The Denver7 Truth Be Told team is fact-checking ads run both in favor of and against Gardner and Hickenlooper. Below, the team looks at the accuracy of each of the ad’s claims.

Claim: “Private flights and luxury resorts, 97 alleged violations. Guilty of violating ethics laws.”

The Facts: The Truth Be Told team has already tackled the ethics complaints against Hickenlooper, and yes, the former governor was twice found to have violated the state’s ban on accepting public gifts by the state’s Independent Ethics Commission. There were 97 allegations brought forth by the Public Trust Institute, a group assembled by former Republican Colorado House Speaker Frank McNulty.

Of those 97 complaints, 95 were dismissed. Most were tossed out because they occurred outside of the one-year statute of limitations, while others were dismissed for other reasons.

The commission said Hickenlooper violated ethics laws when he accepted a flight on a private jet to Connecticut for the commissioning of the USS Colorado and for a limousine ride from a hotel to an airport while at a conference in Turin, Italy.

Hickenlooper paid $2,750 in fines and did not appeal the commission’s decision.

Claim: “And taxpayers charged more than $150,000 in Hickenlooper legal bills.”

The Facts: Yes, Hickenlooper’s legal defense bills did total more than $150,000 and were covered by the government.

But there’s more.

It should be noted that this is standard procedure in Colorado, regardless of political party.
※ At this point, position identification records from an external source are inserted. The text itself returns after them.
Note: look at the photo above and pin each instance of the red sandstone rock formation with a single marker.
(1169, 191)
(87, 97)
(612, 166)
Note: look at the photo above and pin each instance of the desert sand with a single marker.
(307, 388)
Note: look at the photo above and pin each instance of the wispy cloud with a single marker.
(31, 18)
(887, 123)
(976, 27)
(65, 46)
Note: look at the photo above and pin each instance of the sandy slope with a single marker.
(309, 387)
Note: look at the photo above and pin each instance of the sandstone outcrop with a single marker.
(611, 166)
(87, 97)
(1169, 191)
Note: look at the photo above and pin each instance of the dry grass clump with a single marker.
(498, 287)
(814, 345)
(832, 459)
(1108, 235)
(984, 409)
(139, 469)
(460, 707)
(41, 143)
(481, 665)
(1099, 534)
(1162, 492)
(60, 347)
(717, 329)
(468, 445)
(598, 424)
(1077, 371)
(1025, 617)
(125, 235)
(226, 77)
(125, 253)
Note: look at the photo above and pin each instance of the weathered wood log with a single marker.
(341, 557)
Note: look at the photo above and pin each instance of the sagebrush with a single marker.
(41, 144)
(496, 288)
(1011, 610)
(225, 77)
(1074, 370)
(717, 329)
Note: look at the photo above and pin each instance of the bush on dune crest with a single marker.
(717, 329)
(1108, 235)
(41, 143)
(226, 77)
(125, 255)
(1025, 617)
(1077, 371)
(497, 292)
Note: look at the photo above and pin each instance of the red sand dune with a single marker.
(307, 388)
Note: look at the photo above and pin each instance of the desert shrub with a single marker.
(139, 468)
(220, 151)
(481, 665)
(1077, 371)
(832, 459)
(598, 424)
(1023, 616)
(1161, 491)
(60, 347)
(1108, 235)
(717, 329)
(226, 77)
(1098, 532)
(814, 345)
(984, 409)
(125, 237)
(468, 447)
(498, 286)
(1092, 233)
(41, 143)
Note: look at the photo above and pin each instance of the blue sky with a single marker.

Several years ago, Republican Secretary of State Scott Gessler racked up a legal bill of more than $500,000 when dealing with an ethics complaint filed in 2012 regarding a trip to a political event. The state also picked up the tab to hire outside counsel to represent Colorado State Sen. Vicki Marble, a Fort Collins Republican.

Claim: “Hickenlooper supports a government-run health care scheme that could take away private insurance and raise taxes $2,800.

The Facts: According to Hickenlooper’s website and previous statements, he supports a national public option for those without coverage or who are underinsured. He is also in favor of rolling back efforts that weakened the Affordable Care Act since its passage and strengthening Medicare and Medicaid.

As for the claim that it would raise taxes by $2,800, well that involves some math on the part of the SLF. The Super PAC is using a study by the Partnership for America’s Health Care Future — a group of hospital, health insurance and pharmaceutical lobbyists that seeks to prevent legislation that would strengthen Medicaid and Medicare or create single-payer health care — to come up with this number.

The study states that a national public option could result in a new payroll tax of 4.8%. Payroll tax is commonly seen under FICA on paychecks and is a tax that is paid by both employees and employers. SLF is taking the average Colorado salary of $57,690 for 2019 and multiplying it by 4.8% to arrive at a number of $2,769.12. However, this tax increase is speculation as there is no concrete proposal for a public option, so it’s unclear what it would cost.

So, it appears, like all other ads, this one includes some facts and leaves out a lot of context that is important for voters to know as they head to the polls, if they haven’t already.